Aujourd’hui, la grande famille des Forces armées canadiennes est aussi en deuil, car elle vient de perdre un grand homme, un grand leader. Pour tous ceux et celles qui ont servi avec lui à Sherbrooke, à Valcartier, en Belgique, à Saint-Jean-sur-Richelieu, aux Cadets, à Landsthul en Allemagne ou ailleurs, prenez quelques instants pour vous remémorer l’homme, le frère d’armes qu’il était. Vous aurez sans aucun doute une belle histoire à raconter à son sujet. Il était ce type d’individu qui laissait sa trace d’une manière positive.

Aujourd’hui, je suis triste de la perte de cet ami, mais ma tristesse n’a rien de comparable à celle de sa conjointe Nancy, de son fils Sam et de sa fille Sarah.

Justement à Nancy, Sam et Sarah, je vous prie de demeurer fort dans l’épreuve et d’accepter mes plus sincères condoléances.

Merci Dan, pour tout! Nul doute que tu vas nous manquer! Repose-toi, maintenant que le combat est terminé! Pense à toi avec la même intensité que tu as pensé et que tu t’es investi pour les autres! Bon voyage mon ami! Bon voyage mon adjudant!

Libéré volontairement en 2014 avec le rang de major, Dave Blackburn est docteur en sociologie de la santé et est professeur régulier à l’Université du Québec en Outaouais (UQO) où le champ de la santé mentale et les Forces armées canadiennes figure dans ses domaines de recherche.

Discussion4 commentaires

  1. Merci mon Adjudant, bien dit, Daniel étais non seulement un ami mais un frère, un frère d’arme. Merci Dave

  2. Cecelia et Pierre

    Bien dit Dave. Une nouvelle tres triste mais fini la souffrance et seulement de la paix. Un bon vivant qui va etre manque par plusieurs.

    Merci Dave! Xx

  3. Martin LaFerrière-Simard

    Merci Daniel d’avoir marqué nos vies de façon aussi positive. Tu sera à jamais un modèle de courage, d’optimisme et de générosité.
    Merci Dave pour ce beau témoignage.

  4. Sophie Pelletier

    Daniel, merci de ta chaleureuse acceuil lorsque je suis arrivée à Farnham en 1993 où tu travaillais à la SDR et moi au QM. La première chose que j’ai appris de toi était qu’ il ne fallait pas toucher à ton bacon!
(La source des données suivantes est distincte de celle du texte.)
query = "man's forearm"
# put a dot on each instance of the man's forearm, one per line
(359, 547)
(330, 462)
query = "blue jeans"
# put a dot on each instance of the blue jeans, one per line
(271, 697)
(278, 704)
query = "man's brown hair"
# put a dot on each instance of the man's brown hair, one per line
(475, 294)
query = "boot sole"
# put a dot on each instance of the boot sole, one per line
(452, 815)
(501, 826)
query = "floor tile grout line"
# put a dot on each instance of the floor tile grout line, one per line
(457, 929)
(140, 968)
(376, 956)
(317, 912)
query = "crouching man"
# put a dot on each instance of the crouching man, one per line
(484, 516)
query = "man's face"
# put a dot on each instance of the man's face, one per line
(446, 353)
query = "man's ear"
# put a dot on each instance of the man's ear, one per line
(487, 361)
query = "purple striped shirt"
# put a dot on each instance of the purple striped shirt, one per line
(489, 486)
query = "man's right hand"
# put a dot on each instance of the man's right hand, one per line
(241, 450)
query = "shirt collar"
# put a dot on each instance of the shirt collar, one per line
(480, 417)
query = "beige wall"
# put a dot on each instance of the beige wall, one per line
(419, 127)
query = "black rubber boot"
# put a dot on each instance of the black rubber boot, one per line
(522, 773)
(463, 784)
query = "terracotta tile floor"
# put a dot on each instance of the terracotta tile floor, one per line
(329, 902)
Cela fait un bail mais j’ai toujours gardé en mémoire nos bons (et mauvais) coups lorsque nous travaillons d’arache pied sous le reigne du Maj D le jour et que nous nous promenions en voiture le soir avec ton ami pompier. (Que j’aimerais bien revoir d’ailleur) Toujours de bonne humeur et souriant, jamais rien de grave, il était plaisant d’être à tes cotés. Dommage que la vie te l’ait redonner ainsi. Repose en paix mon ami, bons souvenirs et bon voyage!